Freenock looking for places to save
Coming into her first full year as city manager for the City of Warren, Nancy Freenock hedged overall optimism with a sense of the realities the city is facing.
“Warren really is a wonderful town,” Freenock said in preface to outlining what she hoped to see in the city’s future. “It’s a gem in northwestern Pennsylvania. It has a number of wonderful assets and I hope we can exploit that.”
Foremost in Freenock’s mind, are fiscal issues.
“You’re hearing every level of government cry lack of funding, and we’re going to be looking at places to save some money,” Freenock said. “We’re going to be looking at every department individually to see if there is anywhere we can be more efficient. I think, over the years, the city has made some very good hires.”
Freenock was quick to point out the city doesn’t know whether any cost-cutting measures will be available without cutting services and noted the primary goal is providing current services as efficiently as possible.
“We’re not trying to make a profit,” she said. “We’re here to provide the best service that we can. That’s our goal.”
Freenock said that, although city council passed a budget which did not include capital expenditures, there are some capital needs that aren’t going away.
“I think our residents appreciate having clean streets,” Freenock said, as an example. “Our street sweeper is held together pretty much by string and chewing gum at this point. That’s something that will have to be addressed.”
As for managing city resources, Freenock noted the city is looking into divesting unused properties, has changed special event rules to mitigate additional costs to the city, and will be looking at its options concerning the failed convention center project agreements and the Clark Street Parking Garage.
“What we’re hoping to do is (take) the money that was going to be used to re-align Clark Street, since the hotel and convention center looks like it is not going to happen,” Freenock said. “We still have our capital funds from the project and we’re going to see if we can shift that.”
She listed sidewalk work in other sections of town, rehabilitation work at the municipal building and resurfacing work at the Midtown Parking Lot as possible projects that could be funded with the convention center money.
“We are looking at the (traffic) light on Pennsylvania (Avenue) and Liberty (Street),” Freenock said. “I think that’s going to go back in eventually. We have the lights. We have all of the parts. It was intended to go back in.”
However, none of those things will happen overnight, she said.
“Some of these things, it may be 2014 before we get all of our ducks in a row,” Freenock cautioned.
Freenock said she hopes to begin finding ways to put money back towards capital funding.
“I don’t ever want to see us have to take out a tax anticipation note,” Freenock said. “It’s just a principle of mine.”
She did say increasing the city’s debt balance could be an option to fund improvements, if handled properly.
“For a city this size, our debt is actually relatively low,” Freenock said. “We’re going to see if refinancing makes sense, see if funding projects with a term in line with the useful life of the project would work.”

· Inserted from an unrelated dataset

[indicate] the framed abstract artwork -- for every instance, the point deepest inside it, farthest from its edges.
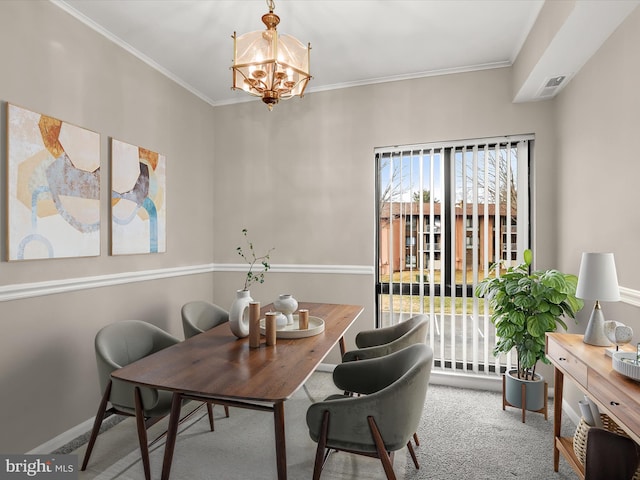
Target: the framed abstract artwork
(53, 191)
(138, 207)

She also noted reaching out to neighboring communities and organizations can help cut costs.
“I think that sometimes, the surrounding municipalities think of the City of Warren as the big bad wolf,” Freenock said. “Really, we’re not. We’re trying to survive just like everyone else. I’d like to see more shared services. I think COG (Warren County Council of Governments) is useful for that. I think even on little things like purchasing paper together there can be an economy of scale.
“I know that council, at the last couple meetings, is saying, ‘We just have to get to 2015.’ and in 2015 we hope the unions will see the fiscal situation and be able to work with us when contract negotiations come up, as they have in the past.

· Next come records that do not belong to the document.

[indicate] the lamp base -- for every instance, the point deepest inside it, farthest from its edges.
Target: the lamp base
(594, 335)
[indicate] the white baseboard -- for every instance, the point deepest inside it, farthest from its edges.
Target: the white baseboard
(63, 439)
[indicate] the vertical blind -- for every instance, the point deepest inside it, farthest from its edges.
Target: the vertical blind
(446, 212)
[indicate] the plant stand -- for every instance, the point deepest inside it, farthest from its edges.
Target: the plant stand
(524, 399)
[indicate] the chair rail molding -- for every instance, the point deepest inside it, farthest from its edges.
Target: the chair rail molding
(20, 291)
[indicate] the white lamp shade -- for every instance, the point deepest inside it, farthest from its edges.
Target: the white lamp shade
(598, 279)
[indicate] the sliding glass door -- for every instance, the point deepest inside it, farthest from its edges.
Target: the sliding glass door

“I would like to work with WCCBI (Warren County Chamber of Business and Industry) and see if there are economic development opportunities we can work together on. I’ve met Jim (Decker, WCCBI president) and that isn’t a subject that has been broached, but it is a conversation I very much want to have.”
Freenock said on some issues, she’s still working out the history before attempting to move forward.
“When you lose an employee, you lose all that institutional knowledge they carried,” Freenock said. “I’m the new kid on the block. So I still have a learning curve I have to account for.
“I’m spending some time trying to dig back and discover, ‘What were they thinking when they did that?’ and, ‘Does that make sense for us now?'”
She urges patience in trying financial times and said there are no clear and easy answers to the problems facing municipal governments.
“The cost of operating households has gone up and likewise the cost of our operations have gone up,” Freenock pointed out. “If the cost of your electricity goes up, our cost goes up as well.
“Continually raising taxes isn’t the answer. We have a continually aging population on fixed incomes and we can’t keep going back to the well. After we’ve exhausted all that we can do, we may have to cut services, which I don’t want to see.
“Some of the services, like sewer billing after Pennsylvania American Water stopped handling it, we’ve had to send elsewhere. I’m not saying the transition went perfectly, but I’m afraid there’s a feeling we’re losing a personal touch and I’d hate to lose that.
“I’m very happy to be here and I think we have a great council and great residents. I hope that we’ll have a long relationship.”